Since the advent of social media and camera phones, people have had a peculiar fascination with taking pictures of their meals, applying an unappetizing photo filter, and posting them to Instagram, perhaps in an effort to incite jealousy of whatever delicious confection that they are about to devour. Now, thanks to Google, taking such photos of your food may have a more practical purpose in the near future.
At the Rework Deep Learning Summit this week in Boston, Google scientist Kevin Murphy unveiled “Im2Calories,” an AI system that uses a complex learning algorithm that can analyze photos of food and estimate the calories on your plate.

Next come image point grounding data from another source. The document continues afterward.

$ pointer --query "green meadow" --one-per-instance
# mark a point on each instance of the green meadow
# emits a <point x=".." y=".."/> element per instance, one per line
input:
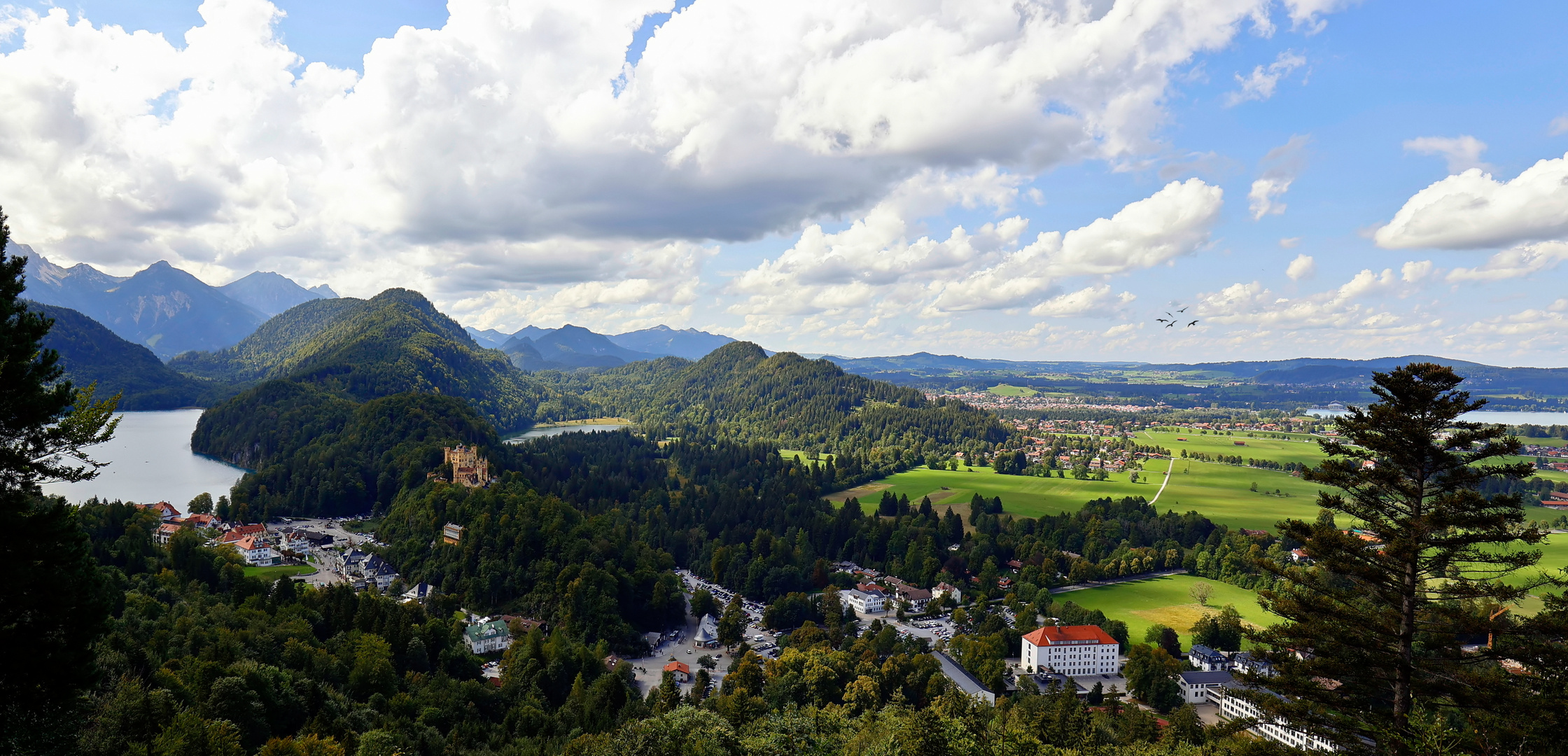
<point x="1220" y="491"/>
<point x="1166" y="601"/>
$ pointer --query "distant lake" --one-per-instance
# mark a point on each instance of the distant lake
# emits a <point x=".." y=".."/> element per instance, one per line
<point x="1503" y="418"/>
<point x="151" y="460"/>
<point x="557" y="430"/>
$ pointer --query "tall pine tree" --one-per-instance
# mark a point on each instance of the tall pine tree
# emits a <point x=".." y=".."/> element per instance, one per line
<point x="52" y="600"/>
<point x="1377" y="628"/>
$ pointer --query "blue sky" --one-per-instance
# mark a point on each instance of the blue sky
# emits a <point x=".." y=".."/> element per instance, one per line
<point x="514" y="172"/>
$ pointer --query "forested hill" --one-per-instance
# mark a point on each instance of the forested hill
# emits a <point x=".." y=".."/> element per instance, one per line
<point x="92" y="354"/>
<point x="741" y="393"/>
<point x="391" y="344"/>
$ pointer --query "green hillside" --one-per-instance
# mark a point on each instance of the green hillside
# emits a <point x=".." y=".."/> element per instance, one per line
<point x="741" y="393"/>
<point x="391" y="344"/>
<point x="92" y="354"/>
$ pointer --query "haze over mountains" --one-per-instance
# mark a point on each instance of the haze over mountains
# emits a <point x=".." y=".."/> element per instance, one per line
<point x="216" y="341"/>
<point x="165" y="308"/>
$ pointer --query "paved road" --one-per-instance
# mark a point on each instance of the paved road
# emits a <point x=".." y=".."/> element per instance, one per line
<point x="1168" y="468"/>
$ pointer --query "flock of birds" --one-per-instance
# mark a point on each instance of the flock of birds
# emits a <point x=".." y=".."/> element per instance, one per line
<point x="1170" y="321"/>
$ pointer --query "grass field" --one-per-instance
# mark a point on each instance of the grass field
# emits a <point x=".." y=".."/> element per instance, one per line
<point x="1303" y="451"/>
<point x="281" y="570"/>
<point x="1166" y="601"/>
<point x="1220" y="491"/>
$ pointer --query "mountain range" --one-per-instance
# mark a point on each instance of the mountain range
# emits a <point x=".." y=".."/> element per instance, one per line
<point x="92" y="354"/>
<point x="570" y="347"/>
<point x="165" y="308"/>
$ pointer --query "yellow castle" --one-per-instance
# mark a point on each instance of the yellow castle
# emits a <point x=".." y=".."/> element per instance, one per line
<point x="468" y="466"/>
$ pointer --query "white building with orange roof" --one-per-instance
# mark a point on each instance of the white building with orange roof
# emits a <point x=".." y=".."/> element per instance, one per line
<point x="256" y="551"/>
<point x="1073" y="650"/>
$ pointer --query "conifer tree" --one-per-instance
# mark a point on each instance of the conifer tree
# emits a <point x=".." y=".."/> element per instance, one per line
<point x="52" y="600"/>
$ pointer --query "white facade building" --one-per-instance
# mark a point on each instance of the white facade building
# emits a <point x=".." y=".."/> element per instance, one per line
<point x="1196" y="686"/>
<point x="488" y="637"/>
<point x="866" y="603"/>
<point x="1073" y="650"/>
<point x="256" y="551"/>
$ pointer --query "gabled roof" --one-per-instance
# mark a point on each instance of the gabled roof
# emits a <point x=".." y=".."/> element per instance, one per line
<point x="490" y="629"/>
<point x="1054" y="636"/>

Im2Calories is able to identify food objects from an Instagram-quality photograph, distinguishing eggs from bacon, and even any visible condiments. The system then measures the size of the food by comparing it to the size of the plate and produces an estimate of its calorie content.

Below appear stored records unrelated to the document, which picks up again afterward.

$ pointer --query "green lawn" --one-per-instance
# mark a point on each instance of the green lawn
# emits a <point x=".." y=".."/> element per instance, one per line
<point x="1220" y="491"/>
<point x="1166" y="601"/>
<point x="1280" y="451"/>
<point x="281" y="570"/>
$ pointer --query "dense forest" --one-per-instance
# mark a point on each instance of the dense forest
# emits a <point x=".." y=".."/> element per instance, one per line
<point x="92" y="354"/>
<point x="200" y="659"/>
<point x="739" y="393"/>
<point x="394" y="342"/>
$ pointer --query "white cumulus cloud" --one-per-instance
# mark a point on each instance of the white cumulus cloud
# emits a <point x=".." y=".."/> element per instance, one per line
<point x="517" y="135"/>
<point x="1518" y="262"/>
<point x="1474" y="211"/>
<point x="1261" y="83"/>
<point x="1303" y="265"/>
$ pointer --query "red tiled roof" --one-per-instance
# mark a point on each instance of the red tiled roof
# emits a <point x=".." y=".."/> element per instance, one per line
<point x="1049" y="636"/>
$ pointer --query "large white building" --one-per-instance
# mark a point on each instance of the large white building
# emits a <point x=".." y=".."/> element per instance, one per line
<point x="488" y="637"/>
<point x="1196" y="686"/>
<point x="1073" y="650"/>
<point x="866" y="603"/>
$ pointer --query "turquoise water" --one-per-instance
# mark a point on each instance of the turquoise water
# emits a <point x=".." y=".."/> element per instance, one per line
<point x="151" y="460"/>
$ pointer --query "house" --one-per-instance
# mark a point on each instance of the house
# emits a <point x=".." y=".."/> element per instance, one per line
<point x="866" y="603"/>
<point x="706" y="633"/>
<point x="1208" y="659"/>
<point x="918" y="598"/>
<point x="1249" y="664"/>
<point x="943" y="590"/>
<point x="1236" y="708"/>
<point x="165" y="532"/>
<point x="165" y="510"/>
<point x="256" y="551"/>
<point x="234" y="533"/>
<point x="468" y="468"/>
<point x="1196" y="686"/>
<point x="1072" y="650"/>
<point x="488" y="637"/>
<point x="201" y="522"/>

The AI powering Im2Calories incorporates a “deep learning” AI system, combining pattern recognition with visual analysis. It’s designed to be somewhat self-reliant, improving its performance with use. The way the system is built, you’ll be able to correct it in case it misidentifies food items. “If it only works 30 percent of the time, it’s enough that people will start using it,” Murphy said. “We’ll collect data, and it’ll get better over time.”
Current diet diary apps have you manually entering your food and calorie intake, which can be frustrating as you attempt to estimate serving sizes and the like. The convenience of simply taking a picture and having a computer do it for you may be too good to pass up on. That convenience may be waiting in the wings for a while, however, as the patent was only recently revealed, with no details on when it will actually be available to the public.
The technology behind Im2Calories could also be applied to other avenues of data analysis. “If we can do this for food, that’s just the killer app,” Murphy said. “Suppose we did street scene analysis. We don’t want to just say there are cars in this intersection. That’s boring. We want to do things like localize cars, count the cars, get attributes of the cars, which way are they facing. Then we can do things like traffic scene analysis, predict where the most likely parking spot is. And since this is all learned from data, the technology is the same, you just change the data.”